Thursday, February 6, 2014

Internet Policies, Monopoly and Global Positioning

I'm listening to Fresh Air where communication scholar Susan Crawford is talking about Net Neutrality and other policies that allow for communication monopolies, lack of consumer choice and poor but expensive service. One thing she noted that struck me was that Stockholm, South Korea, Japan and a number of other countries (including China) have much faster internet access that carries much more data for a fraction of the cost of what we pay in the US. She noted how this puts the US at a global disadvantage in terms of innovation and creativity and threatens our economic and social standing in the world. She wrote the book Captive Audience: The Telecom Industry and Monopoly Power in the New Gilded Age.

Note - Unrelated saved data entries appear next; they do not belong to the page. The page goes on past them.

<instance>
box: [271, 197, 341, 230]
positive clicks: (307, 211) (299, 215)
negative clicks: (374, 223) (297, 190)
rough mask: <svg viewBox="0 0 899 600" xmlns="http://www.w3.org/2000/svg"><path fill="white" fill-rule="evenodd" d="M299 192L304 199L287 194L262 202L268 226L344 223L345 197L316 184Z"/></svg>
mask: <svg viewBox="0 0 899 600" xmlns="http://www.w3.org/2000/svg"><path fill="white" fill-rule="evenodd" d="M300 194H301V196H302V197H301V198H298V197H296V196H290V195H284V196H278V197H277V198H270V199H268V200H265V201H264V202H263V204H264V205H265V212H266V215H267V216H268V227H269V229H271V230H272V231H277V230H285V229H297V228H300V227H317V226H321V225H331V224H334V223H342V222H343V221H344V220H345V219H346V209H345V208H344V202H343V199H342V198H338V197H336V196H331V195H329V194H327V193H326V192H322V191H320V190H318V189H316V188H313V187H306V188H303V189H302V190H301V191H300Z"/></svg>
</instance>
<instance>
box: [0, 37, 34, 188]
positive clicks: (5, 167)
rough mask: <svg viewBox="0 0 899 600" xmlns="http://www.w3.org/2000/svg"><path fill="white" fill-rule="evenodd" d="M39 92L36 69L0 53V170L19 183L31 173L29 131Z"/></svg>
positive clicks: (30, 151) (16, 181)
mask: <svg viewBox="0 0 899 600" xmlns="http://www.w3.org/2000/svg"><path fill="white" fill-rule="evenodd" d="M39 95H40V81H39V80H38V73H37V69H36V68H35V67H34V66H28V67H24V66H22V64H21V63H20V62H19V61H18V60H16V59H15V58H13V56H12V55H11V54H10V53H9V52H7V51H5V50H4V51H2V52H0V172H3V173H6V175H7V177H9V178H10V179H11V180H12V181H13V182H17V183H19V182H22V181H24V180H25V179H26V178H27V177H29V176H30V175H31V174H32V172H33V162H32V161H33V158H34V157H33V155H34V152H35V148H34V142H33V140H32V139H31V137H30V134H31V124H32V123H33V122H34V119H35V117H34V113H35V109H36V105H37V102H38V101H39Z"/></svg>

From the book jacket: (see below)


Ten years ago, the United States stood at the forefront of the Internet revolution. With some of the fastest speeds and lowest prices in the world for high-speed Internet access, the nation was poised to be the global leader in the new knowledge-based economy. Today that global competitive advantage has all but vanished because of a series of government decisions and resulting monopolies that have allowed dozens of countries, including Japan and South Korea, to pass us in both speed and price of broadband. This steady slide backward not only deprives consumers of vital services needed in a competitive employment and business market it also threatens the economic future of the nation.
This important book by leading telecommunications policy expert Susan Crawford explores why Americans are now paying much more but getting much less when it comes to high-speed Internet access. Using the 2011 merger between Comcast and NBC Universal as a lens, Crawford examines how we have created the biggest monopoly since the breakup of Standard Oil a century ago. In the clearest terms, this book explores how telecommunications monopolies have affected the daily lives of consumers and America’s global economic standing.